The show will begin with a two-hour live performance by an Ashland artist troupe. The eight performers and two musicians will engage and entertain visitors throughout the gallery.
Performance artist Aurora Quinn says the group will give a different kind of experience to the opening.
“Traditional theater puts the audience in a very passive role of, just, ‘you’re here to watch the performers do something for you,’ and there’s a safe distance between the separation of stage and audience, and I find that to be very limiting,” Quinn said.
“Theater for me is an opportunity to create much deeper, more interactive engagement between people at Neoteric. We are exploring new forms of arts and art that reflect our experiences in the 21st century,” Quinn added.
Quinn says the immersion of art and performance will give the both visitors and artists alike, a “very unique experience.”

Missy Galore, Aurora Quinn and exhibit organizer Becca Blake. Art Van Kraft photo for Ashland.news
Missy Galore describes herself as “a shamamatrix from Ashlandis,” or “someone who creates,” she says.
“I create Crystal fluff wands, it’s smile stimulation technology.”
Galore has one of the more colorful exhibits that, she says, has very special meaning.
“They are cosmically designed to empower your heart chakra or heart healing. It’s what I call ‘loveution,’ or the ability of art to create and shape a culture, thereby creating experiences and objects that help create a frequency for people to experience their body and joy.”

Mori D. lifelong is an artist who lives and works in Ashland. She is now working with “empowerment and expression,” and uses bold colors and striking images to show her vision.
“We are all different, but we are the same. I do a lot of women empowerment work. I have a full series on women and goddesses. Now I’m doing abstract and I’m taking another artist’s (John) photos of his lamps and doing abstract work with that,” D said.

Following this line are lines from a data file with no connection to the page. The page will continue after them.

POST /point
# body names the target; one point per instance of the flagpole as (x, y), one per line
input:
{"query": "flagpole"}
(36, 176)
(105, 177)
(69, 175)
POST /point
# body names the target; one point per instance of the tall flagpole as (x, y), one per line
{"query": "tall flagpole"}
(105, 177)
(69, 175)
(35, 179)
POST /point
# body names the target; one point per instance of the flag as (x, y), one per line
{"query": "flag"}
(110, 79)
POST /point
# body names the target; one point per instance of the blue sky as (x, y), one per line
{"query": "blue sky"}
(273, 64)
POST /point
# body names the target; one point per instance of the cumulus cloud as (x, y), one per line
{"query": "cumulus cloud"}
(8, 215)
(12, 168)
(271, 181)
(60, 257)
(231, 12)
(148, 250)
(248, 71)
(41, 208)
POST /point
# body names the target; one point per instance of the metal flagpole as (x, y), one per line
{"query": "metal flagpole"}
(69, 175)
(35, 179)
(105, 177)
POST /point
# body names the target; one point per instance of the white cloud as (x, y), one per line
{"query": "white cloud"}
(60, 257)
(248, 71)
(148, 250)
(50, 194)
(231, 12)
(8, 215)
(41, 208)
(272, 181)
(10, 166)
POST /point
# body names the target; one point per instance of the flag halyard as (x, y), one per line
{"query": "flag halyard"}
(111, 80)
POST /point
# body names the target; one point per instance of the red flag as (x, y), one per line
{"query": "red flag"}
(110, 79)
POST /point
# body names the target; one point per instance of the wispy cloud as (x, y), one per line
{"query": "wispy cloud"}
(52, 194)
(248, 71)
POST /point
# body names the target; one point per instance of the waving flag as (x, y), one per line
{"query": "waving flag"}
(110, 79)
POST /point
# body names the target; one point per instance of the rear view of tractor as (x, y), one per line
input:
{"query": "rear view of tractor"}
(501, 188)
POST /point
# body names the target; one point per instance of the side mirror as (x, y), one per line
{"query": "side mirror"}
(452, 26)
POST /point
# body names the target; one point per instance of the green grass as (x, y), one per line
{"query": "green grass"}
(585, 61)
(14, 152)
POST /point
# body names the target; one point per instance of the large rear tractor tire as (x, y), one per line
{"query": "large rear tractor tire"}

Jack Langford is a sculptor who owns and operates Langford Gallery in Phoenix. He runs a casting and molding studio that also functions as an art center for the region. He is known around the valley for holding live bronze casting pours, a nighttime event that brings artists and the curious to watch. Langford is also responsible for giving numerous artists in the area the rare opportunity of showing their work.
Langford is also an educator who he said “welcomes a community of creatives, among them sculptors, ceramicists, painters, and those interested in exploring mixed media.”
John Garloff (pictured at top) is an Ashland sculptor who’s “Common Thread” submission is a recurring theme in his work.
“There is sheet metal in here, I like to incorporate body work techniques that they use to repair auto bodies. Illuminated metal sculptures,” he said.
“For me it’s a form of therapy, I like working with my hands. I’ve got some childhood trauma that I’ve been healing. This allows me to go back to that little kid and do some damage repair,” Garloff said.
Former Google employee Robert Quattebaum of Ashland (pictured at top) has an interactive sculpture that responds to light.
“I used the image of how soap bubbles connect. I was playing around with that idea and I ended up these designs.
“They are designed with hand detection. I designed all the electronics and software for these. Some of the cells are omitting red light and other cells are paying attention,” Quattebaum said.
“I worked on Google’s operating system they call FUCIA. Wireless networking technologies. Completely different that this,” he said. “It got old, so I wanted to do something different.”
Art Van Kraft is an artist living in Ashland and a former broadcast journalist and news director of a Los Angeles-area National Public Radio affiliate. Email him at [email protected].
April 4: Corrected date of performance art event to April 19 (not April 12).
April 8: Corrected spelling of Missy Galore’s name.